It’s a good question and one that deserves an appropriate answer. For those people who remember carburetors in older cars or who still use them, there is a fondness for the old-style engineering. However, fuel injection has given us the means to increase fuel efficiency and meet the constantly changing standards issued by governments. Of course, there are those who miss the old carburetors, but there were a variety of reasons for ending their use in modern automobiles.
First, the carburetor was simply unable to keep up with the increased standards for fuel efficiency and exhaust emissions. As these standards increased, the older manual carburetors were replaced with electronically controlled carburetors. Unfortunately, these new carburetors became too complex for many cars to use and eventually needed to be replaced. Fuel-injection had been used in some high-performance cars, such as those used for racing, since the 1950’s and seemed to be what the automotive industry was looking for.
The single-point fuel injector was first used by automakers since it was easy to simply bolt into place where the carburetor would have been. Although a great advancement, automakers soon realized the need for multi-point fuel injectors that would individually deliver fuel to each cylinder. In doing so, the multiple injectors could more easily control the amount of fuel use while delivering that fuel as a fine vapor or mist. Since a vapor exposes more surface area of fuel to the oxygen present in the cylinder, the fuel will burn more efficiently and completely. The oxygen sensor in the exhaust system monitors the amount of oxygen leaving the cylinders and allows the car’s computer to adjust the richness of the fuel mixture.

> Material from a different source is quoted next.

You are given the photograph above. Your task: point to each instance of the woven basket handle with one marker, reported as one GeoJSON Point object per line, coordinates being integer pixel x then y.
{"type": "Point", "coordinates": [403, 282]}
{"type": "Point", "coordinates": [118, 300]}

The engine control unit (ECU) maintains control of the amount of fuel released by the fuel injectors. As you apply pressure to the accelerator pedal, an air throttle opens to allow air inside the engine. The ECU “sees” this opening and measures how much air enters the engine. Then, it uses this information to determine how much fuel to release through the injectors. A small electromagnet inside each injector causes a plunger to move, opening the end of the injector to allow a small amount of fuel to enter the cylinder valve directly. The amount of fuel needed determines how long the plunger remains open. Each cylinder has its own fuel injector and on occasion one or more injectors may need replacement as they age.